Scar ectopic. Csep

Hi. I had a Caesarean scar ectopic pregnancy back in December 2023. Which ended with surgery in January 2024. I had laparoscopic surgery with my scar being repaired also. After I was told to wait one year till I try again. Which is now! I feel ready to in a way but then the fear comes to me and then I don’t feel ready. I’m full of anxiety that something like this will happen again. But I know anytime I try again the fear is always going to be there, I’m never going to have a pregnancy that will not be full of anxiety because of my previous pregnancy loss. I have a son (1 previous c section) prior to my scar ectopic. I would love to make him a big brother.
So I’m just looking for positive story’s of anyone who has had a successful pregnancy after a csep. Or any advice on dealing with anxiety and fear with trying again after pregnancy loss?
Thanks.

Dear nade,
I am so sorry to hear of your ectopic pregnancy loss. It is really common to feel anxious about trying to conceive following ectopic pregnancy (I did too, an I was only able to relax a little after the early pregnancy scan)
I am aware of the complications surrounding c-section scar ectopic pregnancies and they can be difficult to navigate through, so i understand your worries about it happening again. It maybe comforting to know that there is a 90% chance the embryo will be in the right place next time and of course, don’t forget to book in for that early pregnancy scan at 6 weeks.
Making the decision to begin trying to conceive is an emotional rollercoaster compounded by our sad loss. Again, you are not alone, we are here for emotional support whenever you need us. There is also a Preparing For Your Next Pregnancy board which you can look at whenever you feel ready.
Sending much love,
Karen x

Hello @nade-93 we spoke last year when we had a similar ectopic experience at the same time. I noticed an email in my junk emails which appears to be a response from yourself to our last conversion. However I couldn’t see it when I logged on. I’m glad I have seen this post and was able to reach out again.

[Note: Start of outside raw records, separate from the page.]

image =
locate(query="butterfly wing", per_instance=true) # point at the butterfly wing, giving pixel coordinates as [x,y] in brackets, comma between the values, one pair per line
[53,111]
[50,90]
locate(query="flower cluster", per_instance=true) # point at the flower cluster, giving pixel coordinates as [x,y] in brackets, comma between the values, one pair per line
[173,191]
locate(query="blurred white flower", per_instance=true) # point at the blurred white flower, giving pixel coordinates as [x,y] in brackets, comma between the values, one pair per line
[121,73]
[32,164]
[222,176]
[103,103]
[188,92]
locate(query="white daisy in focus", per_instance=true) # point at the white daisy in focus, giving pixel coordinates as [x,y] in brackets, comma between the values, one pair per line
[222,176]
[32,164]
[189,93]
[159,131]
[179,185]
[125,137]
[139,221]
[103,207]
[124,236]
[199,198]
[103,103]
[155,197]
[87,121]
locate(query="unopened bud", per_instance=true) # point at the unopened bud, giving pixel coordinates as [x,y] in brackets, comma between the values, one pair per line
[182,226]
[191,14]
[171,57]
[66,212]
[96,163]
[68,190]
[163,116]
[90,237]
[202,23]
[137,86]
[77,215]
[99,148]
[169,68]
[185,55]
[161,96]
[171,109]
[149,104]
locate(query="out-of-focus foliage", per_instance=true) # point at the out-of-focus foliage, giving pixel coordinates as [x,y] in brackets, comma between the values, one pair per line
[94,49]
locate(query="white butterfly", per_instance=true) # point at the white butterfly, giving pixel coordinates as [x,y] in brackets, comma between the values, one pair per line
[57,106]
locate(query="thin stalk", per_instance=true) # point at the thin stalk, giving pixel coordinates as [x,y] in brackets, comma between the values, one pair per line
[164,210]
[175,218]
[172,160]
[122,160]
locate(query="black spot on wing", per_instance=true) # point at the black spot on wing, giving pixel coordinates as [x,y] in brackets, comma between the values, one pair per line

I hope you are well. I wanted to say what you are feeling is completely understandable and normal. Once again I feel the same way, I am so worried, anxious and scared about trying again that I don’t think I will ever have the courage to go for it. My ectopic experience has had a huge impact on my life over the last year

Hello!
Yeah I hadn’t been on here for a long time and I found my previous posts and felt like checking in. And then I deleted my post as i thought it might have been weird after a year :grimacing::see_no_evil:.
Thank you for posting on here. It really is so hard the anxiety etc.
Hope you have been well?
Since I wrote this post me and my partner did decide to go ahead and try which felt like a massive step but has made me full of anxiety and like an emotional mess. It’s so hard! To not be scared.

Oh no… Don’t worry I thought it was nice of you to reach out not weird. As I approached the year mark since my loss and surgery I found my self becoming very emotional again and feel slightly alone as I didn’t feel people would understand a year on.
As I mentioned I still have many ups and downs mentally. Additional, since surgery I have experienced many physical changed, mainly unexplained cramping. How are you? Do you feel you have fully recovered?
That’s great news you have taken the decision to try again. It takes a lot of courage and of course you will feel anxious and worried but take each day as it comes and keep positive.

Oh good haha.
Yes exactly that, the year mark felt very emotional. And definitely felt alone many times through the year like no one really understands.
Oh no. Did you have it checked out?
I didn’t get signed off till around June I think it was as my retained product took a fair time to dissolve and I was told to wait a year from surgery till I try again for good healing. When the products had gone the cramping stopped and I got my periods back. So I think I healed okay. After that it was more mentally I struggled with. I think i accepted it more now,But it just hurts to think about and will always hurt.

It’s nice to know I’m not alone with how I am feeling, thank you for taking to time to post about your experience. It has been really helpful for me.
No, I mentioned it before getting discharged and they said I may just be more aware of the pains. I’m not sure I agree with that but if it continues I will seek advice again.
I think you made the right decision to allow your body the time it needs to heal and not rush it. I have everything crossed that you that it is smooth sailing this time round. I agree, I have definitely come to terms with it more now. However some days the emotions creep up on me and it floods back. Hopefully over time we will be able to manage then slight better but of course it will always be hard.